Ludowy Bank Chin trzeci miesiąc z rzędu zaraportował wzrost rezerw złota. Wcześniej przez ponad trzy lata utrzymywał, że nie gromadził "królewskiego metalu".


Na koniec stycznia w skarbcu banku centralnego Państwa Środka znalazło się 2025,5 tony złota - poinformował PBoC. Chińskie rezerwy oficjalnie rosły trzeci miesiąc z rzędu, ale skala zakupów spowolniła do niespełna 15 ton wobec przeszło 30 ton w grudniu i listopadzie.

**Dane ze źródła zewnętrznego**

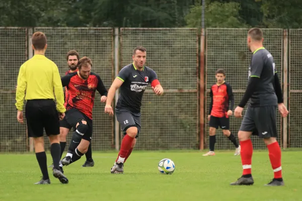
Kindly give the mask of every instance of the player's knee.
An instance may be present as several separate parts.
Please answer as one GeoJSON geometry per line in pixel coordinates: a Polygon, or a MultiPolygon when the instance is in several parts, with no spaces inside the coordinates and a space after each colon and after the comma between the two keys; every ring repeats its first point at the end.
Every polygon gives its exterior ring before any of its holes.
{"type": "Polygon", "coordinates": [[[127,135],[131,138],[134,138],[137,135],[137,128],[135,127],[130,127],[126,131],[127,135]]]}
{"type": "Polygon", "coordinates": [[[80,135],[83,136],[87,131],[87,122],[84,120],[80,120],[78,121],[76,126],[77,130],[76,132],[80,135]]]}

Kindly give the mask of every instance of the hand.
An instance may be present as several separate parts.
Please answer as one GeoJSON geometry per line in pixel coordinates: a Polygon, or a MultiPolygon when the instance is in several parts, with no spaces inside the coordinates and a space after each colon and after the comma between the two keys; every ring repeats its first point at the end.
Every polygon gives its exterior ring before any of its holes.
{"type": "Polygon", "coordinates": [[[110,116],[113,116],[113,110],[111,106],[106,105],[105,106],[105,113],[109,114],[110,116]]]}
{"type": "Polygon", "coordinates": [[[228,116],[232,116],[233,115],[233,111],[230,110],[229,111],[228,111],[227,115],[228,116]]]}
{"type": "Polygon", "coordinates": [[[101,103],[105,103],[106,102],[106,100],[107,100],[107,96],[106,95],[102,95],[101,97],[101,103]]]}
{"type": "Polygon", "coordinates": [[[278,110],[279,110],[279,112],[281,113],[281,115],[282,115],[282,117],[286,117],[288,114],[288,111],[286,109],[286,107],[283,103],[278,104],[278,110]]]}
{"type": "Polygon", "coordinates": [[[234,115],[235,117],[239,118],[242,117],[242,111],[243,111],[243,108],[241,108],[238,106],[235,110],[234,111],[234,115]]]}
{"type": "Polygon", "coordinates": [[[59,119],[62,120],[65,117],[65,113],[59,113],[59,119]]]}
{"type": "Polygon", "coordinates": [[[19,123],[23,123],[23,112],[20,110],[18,110],[17,112],[17,120],[19,123]]]}
{"type": "Polygon", "coordinates": [[[152,86],[152,90],[153,90],[153,91],[154,91],[154,92],[157,95],[161,95],[164,92],[164,89],[163,89],[163,87],[158,87],[157,86],[156,86],[155,87],[154,87],[152,86]]]}

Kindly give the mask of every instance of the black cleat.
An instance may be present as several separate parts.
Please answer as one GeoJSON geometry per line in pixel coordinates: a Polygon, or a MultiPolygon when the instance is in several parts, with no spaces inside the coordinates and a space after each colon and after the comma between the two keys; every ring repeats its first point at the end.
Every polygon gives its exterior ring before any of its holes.
{"type": "Polygon", "coordinates": [[[86,161],[84,164],[82,165],[82,167],[93,167],[94,166],[94,161],[92,160],[92,161],[86,161]]]}
{"type": "Polygon", "coordinates": [[[237,180],[235,182],[231,183],[230,185],[253,185],[254,184],[254,179],[253,179],[252,177],[244,177],[242,176],[239,178],[238,180],[237,180]]]}
{"type": "Polygon", "coordinates": [[[63,165],[67,166],[68,165],[70,164],[71,161],[71,157],[70,157],[70,156],[66,156],[65,157],[64,157],[64,158],[63,158],[62,159],[62,160],[61,161],[61,162],[62,163],[62,164],[63,165]]]}
{"type": "Polygon", "coordinates": [[[43,178],[40,180],[40,181],[35,183],[35,184],[50,184],[50,179],[43,179],[43,178]]]}
{"type": "Polygon", "coordinates": [[[124,173],[124,163],[120,162],[114,163],[113,167],[111,168],[112,174],[122,174],[124,173]]]}
{"type": "Polygon", "coordinates": [[[278,186],[281,185],[284,185],[284,182],[283,181],[279,181],[275,178],[273,179],[269,183],[267,184],[264,185],[265,186],[278,186]]]}
{"type": "Polygon", "coordinates": [[[55,178],[59,179],[61,183],[68,183],[68,179],[60,170],[56,169],[54,169],[52,172],[52,174],[55,178]]]}

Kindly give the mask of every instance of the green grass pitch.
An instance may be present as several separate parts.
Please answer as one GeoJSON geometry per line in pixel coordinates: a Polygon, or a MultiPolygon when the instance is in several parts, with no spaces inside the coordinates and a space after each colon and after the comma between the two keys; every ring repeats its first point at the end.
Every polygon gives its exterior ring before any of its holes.
{"type": "MultiPolygon", "coordinates": [[[[302,151],[282,151],[284,186],[264,186],[273,178],[267,151],[254,151],[252,186],[233,186],[242,173],[240,156],[218,151],[203,157],[199,151],[133,151],[124,174],[111,174],[115,152],[93,152],[95,165],[82,167],[84,156],[64,168],[69,182],[50,174],[50,185],[34,185],[41,176],[34,154],[0,154],[0,200],[301,200],[302,151]],[[162,159],[173,160],[172,175],[158,170],[162,159]]],[[[51,163],[47,153],[48,165],[51,163]]]]}

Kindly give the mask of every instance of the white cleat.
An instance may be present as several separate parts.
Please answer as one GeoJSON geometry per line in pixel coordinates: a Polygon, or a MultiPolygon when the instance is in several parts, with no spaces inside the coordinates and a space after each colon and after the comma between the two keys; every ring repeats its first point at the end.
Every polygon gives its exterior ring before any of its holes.
{"type": "Polygon", "coordinates": [[[215,152],[212,151],[210,151],[206,154],[202,155],[203,156],[215,156],[215,152]]]}
{"type": "Polygon", "coordinates": [[[240,145],[239,145],[238,148],[237,148],[236,150],[235,150],[234,156],[238,156],[239,155],[240,155],[240,150],[241,150],[241,147],[240,145]]]}

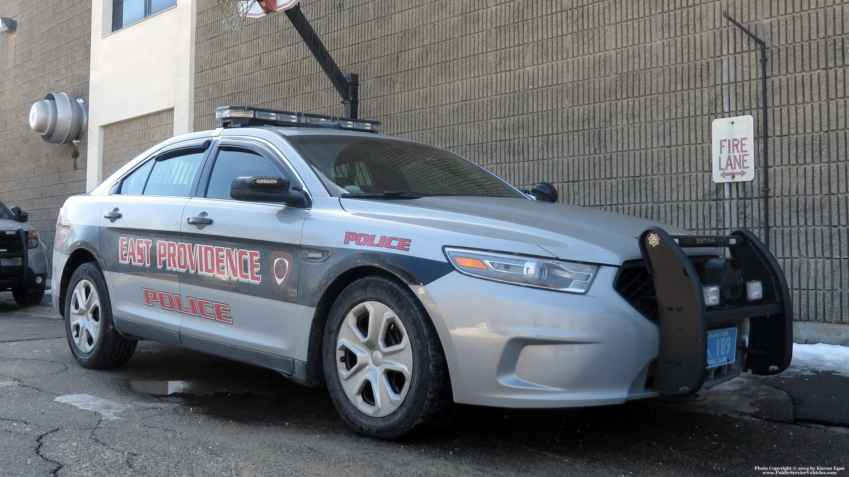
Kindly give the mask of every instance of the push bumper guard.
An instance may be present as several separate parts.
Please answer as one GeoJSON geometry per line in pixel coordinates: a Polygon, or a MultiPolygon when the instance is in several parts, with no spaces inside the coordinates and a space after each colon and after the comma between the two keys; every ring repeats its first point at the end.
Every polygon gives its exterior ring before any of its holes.
{"type": "Polygon", "coordinates": [[[660,350],[654,387],[661,395],[683,396],[701,389],[707,370],[707,330],[720,323],[734,323],[741,334],[749,319],[748,341],[740,336],[736,346],[738,353],[745,353],[744,366],[752,373],[776,374],[790,366],[793,316],[787,281],[775,257],[751,231],[670,235],[651,227],[640,234],[639,245],[657,295],[660,350]],[[753,280],[762,283],[762,300],[747,301],[744,286],[741,299],[734,303],[706,307],[701,278],[684,247],[728,248],[743,284],[753,280]]]}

Według oficjalnych statystyk Pekin dysponuje 6. największymi rezerwami metalu na świecie. Więcej zgromadziły: USA (8133,47 t), Niemcy (3355,14 t), Włochy (2451,84 t), Francja (2436,5 t) i Rosja (2298,53 t).

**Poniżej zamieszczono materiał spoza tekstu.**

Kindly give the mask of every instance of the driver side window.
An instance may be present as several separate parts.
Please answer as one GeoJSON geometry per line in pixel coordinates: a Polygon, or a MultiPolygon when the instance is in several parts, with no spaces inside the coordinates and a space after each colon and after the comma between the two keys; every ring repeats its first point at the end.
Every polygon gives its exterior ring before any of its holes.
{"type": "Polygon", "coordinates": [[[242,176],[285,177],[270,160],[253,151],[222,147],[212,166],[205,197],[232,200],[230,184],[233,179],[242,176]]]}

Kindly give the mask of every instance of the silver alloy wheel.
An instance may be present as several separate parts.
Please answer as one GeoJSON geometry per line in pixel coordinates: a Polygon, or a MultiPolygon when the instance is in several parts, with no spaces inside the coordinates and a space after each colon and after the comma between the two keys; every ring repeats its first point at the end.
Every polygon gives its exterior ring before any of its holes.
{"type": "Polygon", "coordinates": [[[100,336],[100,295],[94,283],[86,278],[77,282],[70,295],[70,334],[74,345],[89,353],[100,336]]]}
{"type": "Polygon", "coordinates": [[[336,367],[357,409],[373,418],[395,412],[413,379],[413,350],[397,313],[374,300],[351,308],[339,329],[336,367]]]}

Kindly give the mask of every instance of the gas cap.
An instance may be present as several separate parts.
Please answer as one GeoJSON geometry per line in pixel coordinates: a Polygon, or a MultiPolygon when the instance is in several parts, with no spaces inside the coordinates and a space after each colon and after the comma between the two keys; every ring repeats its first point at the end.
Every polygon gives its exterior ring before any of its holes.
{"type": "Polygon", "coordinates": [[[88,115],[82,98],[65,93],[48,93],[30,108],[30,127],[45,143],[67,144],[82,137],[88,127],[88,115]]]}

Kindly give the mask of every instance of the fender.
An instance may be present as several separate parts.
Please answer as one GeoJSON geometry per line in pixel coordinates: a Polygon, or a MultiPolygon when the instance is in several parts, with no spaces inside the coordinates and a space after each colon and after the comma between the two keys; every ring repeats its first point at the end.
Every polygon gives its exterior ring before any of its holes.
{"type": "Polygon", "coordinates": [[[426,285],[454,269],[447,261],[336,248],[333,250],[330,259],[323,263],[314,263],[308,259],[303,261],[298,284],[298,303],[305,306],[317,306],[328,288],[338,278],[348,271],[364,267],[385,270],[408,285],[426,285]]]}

Jednak chińskie dane budzą spore wątpliwości. Podobnie może być ze statystykami reżymu Władimira Putina. W przeszłości Chińczycy nagle "odnajdowali" setki ton złota. W maju 2009 r. stwierdzili, że mają w skarbu ponad 454 tony więcej, niż podawali do publicznej wiadomości miesiąc wcześniej. W lipcu 2015 r. ogłosili wzrost rezerw o 604 tony. Chyba nikt nie sądzi, że faktycznie w raptem 30 dni nabyli tak ogromne ilości metalu. Byłoby to nie lada wyzwanie, a do tego działanie pozbawione sensu. Łatwiej i rozsądniej rezerwy gromadzić stopniowo. Takie kroki Ludowy Bank Chin raportował w latach 2015-16 i w 2019 r.


W minionym roku banki centralne wybrały się na potężne zakupy. Światowa Rada Złota oszacowała je na bezprecedensowe 1 135,7 ton. To najwyższy rezultat od przynajmniej 55 lat oraz wynik o blisko trzy czwarte przewyższający poprzedni rekord z roku 2018. Jeszcze ciekawszy jest fakt, że większość tych zakupów nie została oficjalnie zaraportowana przez władze monetarne w statystykach Międzynarodowego Funduszu Walutowego - pisał w ubiegłym tygodniu główny analityk Bankier.pl Krzysztof Kolany.